Implications pour l’ETH en tant que garantie à long terme
Buterin a souligné qu’une couche de base renforcée bénéficie directement aux détenteurs d’ETH. Il a décrit l’ETH comme une garantie sans confiance à long terme, en pointant en particulier les stablecoins adossés à l’ETH qui minimisent la gouvernance et reposent principalement sur des garanties de protocole. À son avis, une chaîne crédiblement neutre avec des règles prévisibles renforce ces cas d’utilisation.
De plus, il a soutenu qu’une fois les principales mises à niveau structurelles terminées, les changements futurs devraient principalement se faire par le biais d’ajustements de paramètres plutôt que par des révisions répétées du protocole. En pratique, cela ressemblerait à la façon dont les validateurs votent aujourd’hui sur les limites de gas, mais étendu aux variables liées à l’évolutivité et à d’autres ajustements techniques.
Dans ce contexte, le cadre de survie d’Ethereum est destiné à garantir que même si la couche d’application évolue, le protocole de base reste stable. Les développeurs pourraient continuer à innover à des couches supérieures tandis que la chaîne de base ne change que minimalement, guidée par des processus de gouvernance prévisibles.
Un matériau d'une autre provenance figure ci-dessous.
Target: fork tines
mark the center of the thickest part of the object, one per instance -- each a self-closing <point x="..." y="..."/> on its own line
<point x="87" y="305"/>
Réaction de la communauté au plan de Vitalik
La communauté crypto a rapidement réagi au post de Buterin, avec de nombreux utilisateurs soutenant ouvertement l’accent mis sur le long terme. Un commentateur a qualifié le plan de « parfait », arguant que prioriser la robustesse plutôt que le bricolage constant est ce qui transforme Ethereum en une véritable fondation pour les applications décentralisées. Cependant, certains observateurs ont également noté que réaliser chaque étape nécessitera une coordination soutenue entre les chercheurs, les équipes clientes et les validateurs.
Néanmoins, le ton général des développeurs et des participants de longue date était positif. Ils ont accueilli favorablement la tentative de définir un objectif clair pour le protocole, où les couches de consensus et d’exécution deviennent plus prévisibles et moins expérimentales. Cette perspective contraste avec les années précédentes, où les refontes radicales étaient courantes et les attentes en matière de stabilité étaient plus faibles.
Calendrier et attentes pour les 7 améliorations
Sur la question du calendrier, Buterin s’attend à ce qu’au moins un élément de la checklist soit complété chaque année, et idéalement plus. Il n’a pas lié de cases spécifiques à des délais fixes, mais il souhaite clairement que le travail d’ingénierie le plus complexe se fasse le plus tôt possible. De plus, l’objectif est de concentrer la douleur du changement maintenant afin que le réseau puisse fonctionner dans une configuration relativement stable pendant des décennies.
« Faites la bonne chose une fois, en vous basant sur la connaissance de ce qui est vraiment la bonne chose », a-t-il dit, résumant sa philosophie sur la conception du protocole. Ses commentaires suggèrent que bien que l’itération se poursuivra, il devrait finalement y avoir une fin à la refonte perpétuelle de la couche de base.
Buterin a conclu avec une phrase familière aux adeptes de longue date : « Ethereum goes hard. This is the gwei. » La phrase encapsule sa conviction que le projet peut relever des défis techniques difficiles aujourd’hui pour assurer un avenir plus résilient et autonome pour le réseau.
En résumé, le walkaway test de Buterin et la checklist en 7 étapes offrent une vision concrète d’un Ethereum qui ne dépend plus de ses fondateurs. Si la communauté peut mettre en œuvre la résistance quantique, l’évolutivité, l’abstraction des comptes, la preuve d’enjeu sécurisée et la construction de blocs résistants à la censure, le protocole pourrait être positionné pour fonctionner de manière fiable bien dans les décennies à venir.